Howard Jennie 4
Research Summary
AI-generated summary
Noble (NE) SVP Jennie Howard Receives RSUs; Shares Withheld for Taxes
What Happened
Jennie Howard, Senior Vice President, General Counsel & Corporate Secretary of Noble Corp (NE), had restricted stock units (RSUs) convert into 9,016 Class A ordinary shares on February 3, 2026. To cover tax withholding obligations, 3,550 of those shares were withheld (980 + 2,570) at an effective price of $36.43 per share, totaling $129,326 ($35,701 + $93,625). The net shares issued to Howard after withholding were 5,466. The filing shows the RSUs were converted (derivative exercise/conversion) and shares were withheld to satisfy taxes — this is a vesting/event-driven transaction, not an open-market buy or sale.
Key Details
- Transaction date: 2026-02-03; Form 4 filed 2026-02-05 (timely).
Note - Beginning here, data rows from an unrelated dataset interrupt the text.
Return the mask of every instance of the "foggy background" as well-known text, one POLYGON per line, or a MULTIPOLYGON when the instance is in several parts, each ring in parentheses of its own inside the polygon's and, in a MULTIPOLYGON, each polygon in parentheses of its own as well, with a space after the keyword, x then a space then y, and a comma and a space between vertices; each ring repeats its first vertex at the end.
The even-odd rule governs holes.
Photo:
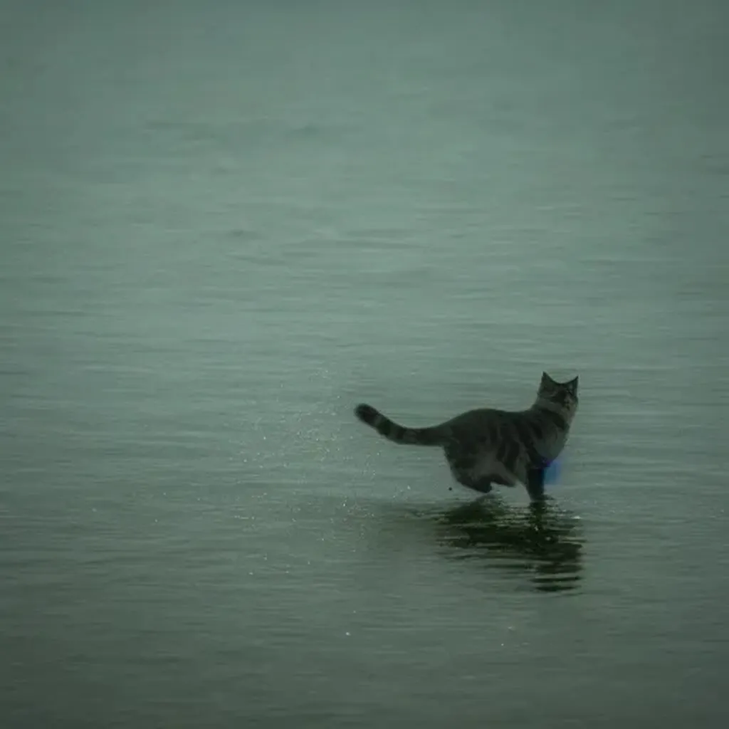
POLYGON ((726 722, 728 23, 0 1, 3 728, 726 722))

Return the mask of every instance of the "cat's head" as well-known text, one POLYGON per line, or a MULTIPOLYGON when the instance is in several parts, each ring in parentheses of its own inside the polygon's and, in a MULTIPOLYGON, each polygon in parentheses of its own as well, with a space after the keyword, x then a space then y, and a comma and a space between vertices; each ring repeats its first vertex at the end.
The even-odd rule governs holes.
POLYGON ((539 389, 537 394, 538 400, 545 404, 549 403, 553 407, 557 405, 559 410, 569 414, 570 417, 574 415, 580 402, 577 397, 577 383, 579 378, 568 382, 557 382, 543 372, 539 389))

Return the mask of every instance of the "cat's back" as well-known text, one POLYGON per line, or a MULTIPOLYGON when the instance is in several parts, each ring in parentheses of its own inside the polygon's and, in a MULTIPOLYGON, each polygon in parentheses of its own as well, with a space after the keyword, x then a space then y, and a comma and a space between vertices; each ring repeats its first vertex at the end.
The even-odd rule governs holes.
POLYGON ((510 421, 518 415, 516 412, 499 410, 496 408, 477 408, 456 416, 446 424, 455 431, 477 430, 496 421, 510 421))

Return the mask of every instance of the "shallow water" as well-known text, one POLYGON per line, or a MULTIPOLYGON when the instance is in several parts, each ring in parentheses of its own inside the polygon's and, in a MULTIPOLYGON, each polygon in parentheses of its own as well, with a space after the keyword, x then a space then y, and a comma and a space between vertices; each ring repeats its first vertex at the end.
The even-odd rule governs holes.
POLYGON ((725 722, 723 6, 6 4, 3 727, 725 722))

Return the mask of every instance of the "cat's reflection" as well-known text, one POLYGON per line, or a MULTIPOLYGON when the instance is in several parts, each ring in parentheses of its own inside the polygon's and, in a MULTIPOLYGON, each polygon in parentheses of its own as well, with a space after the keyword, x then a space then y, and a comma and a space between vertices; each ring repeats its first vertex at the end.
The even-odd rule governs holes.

- Vesting/conversion: 9,016 RSUs converted to shares (2,485 + 6,531).
- Tax withholding: 3,550 shares withheld (980 and 2,570) at $36.43/share = $129,326.
- Net shares received: 5,466.
- Shares owned after transaction: not specified in the provided filing details.
- Transaction codes: M = exercise/conversion of derivative (RSU conversion); F = shares withheld to satisfy tax withholding.
- Footnotes: RSUs convert 1-for-1 to Class A shares (F1); withheld shares are to satisfy tax on RSU vesting (F2); vesting schedules noted in filing (grants dated Feb 3, 2023 and Feb 3, 2025 with three-year annual installments) (F3, F4).
Context: This was a routine RSU vesting with cashless withholding for taxes — common for employees receiving equity compensation. It is not an open-market purchase or sale that would necessarily indicate a change in insider sentiment.